In recent years, discussions surrounding criminal justice reform have gained significant momentum, leading to a reevaluation of the relationship between law enforcement agencies and the pursuit of justice. While the police play a vital role in maintaining community safety, there is growing recognition that systemic issues within the criminal justice system must be addressed. One important area that the media doesn’t show the public are the times that law enforcement officials and criminal legal advocates work together towards a common goal. As National Police Week has just passed, we’re taking the opportunity to examine the intricate relationship between police and criminal justice reform advocates.
Challenges in the Relationship
The relationship between police and criminal justice reform is often characterized by inherent challenges. Historical biases, systemic racism, and the disproportionate targeting of marginalized communities has led to a deep sense of mistrust between law enforcement agencies and the criminal legal advocates. However, this picture only reveals a part of the story.
Collaborative efforts involving law enforcement agencies, community leaders, activists, and policymakers can be instrumental in driving meaningful reform.
A prime example of this in Oklahoma is State Questions 780 and 781. SQ780 and SQ781 found large community support and opposition . But numerous police chiefs, judges, officers, and court officials supported these reforms.
Take this quote from William Citty, former police chief of OKC as a prime example; "I have witnessed how alternative sentencing, with the appropriate resources & supervision, can help someone become a productive citizen without facing incarceration.
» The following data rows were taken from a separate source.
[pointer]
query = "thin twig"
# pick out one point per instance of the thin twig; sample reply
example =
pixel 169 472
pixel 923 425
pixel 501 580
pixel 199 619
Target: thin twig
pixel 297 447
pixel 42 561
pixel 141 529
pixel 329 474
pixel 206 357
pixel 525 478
If we don't address it now we will continue to fill our jails & prisons while doing nothing to reduce the cost of incarceration, mental health, & addiction."
The truth of the matter is that when we invest in alternatives to prison and in resources for struggling Oklahomans, both law enforcement and communities benefit. Advocates have long argued that reallocating funds from more punitive approaches towards social services, mental health programs, education, and community development can address the underlying issues that contribute to crime. Many officers agree that by adopting a more holistic approach to public safety, communities can thrive, and the reliance on law enforcement for non-criminal matters can be reduced.
Police Accountability and Transparency
One crucial aspect of criminal justice reform is ensuring police accountability and transparency. Implementing measures such as body-worn cameras, independent civilian oversight boards, and standardized reporting of incidents can help increase accountability within law enforcement agencies.
Though the media does not highlight that polling shows that many proposed policing reforms are popular - even among police officers. These policies include restrictions on chokeholds, no-knock warrants and qualified immunity.
The Morning Consult polling found that 60% of officers themselves support the move to end “no-knocks,” and this surely wouldn’t be the case if the reform endangered law enforcement.
Similarly, this polling undercuts the argument in favor of preserving “qualified immunity.” Qualified immunity is a judicially invented legal doctrine. It shields police officers and other government officials from being sued in civil court if they violate citizens’ rights.
The relationship between police and criminal justice reform is complex and multifaceted. While challenges persist, it is imperative that we strive for change and work towards a more equitable and effective system. By prioritizing police accountability, transparency, and training, implementing diversion programs and alternative solutions, fostering community policing, and reallocating resources, we can make significant progress in addressing systemic issues and rebuilding trust.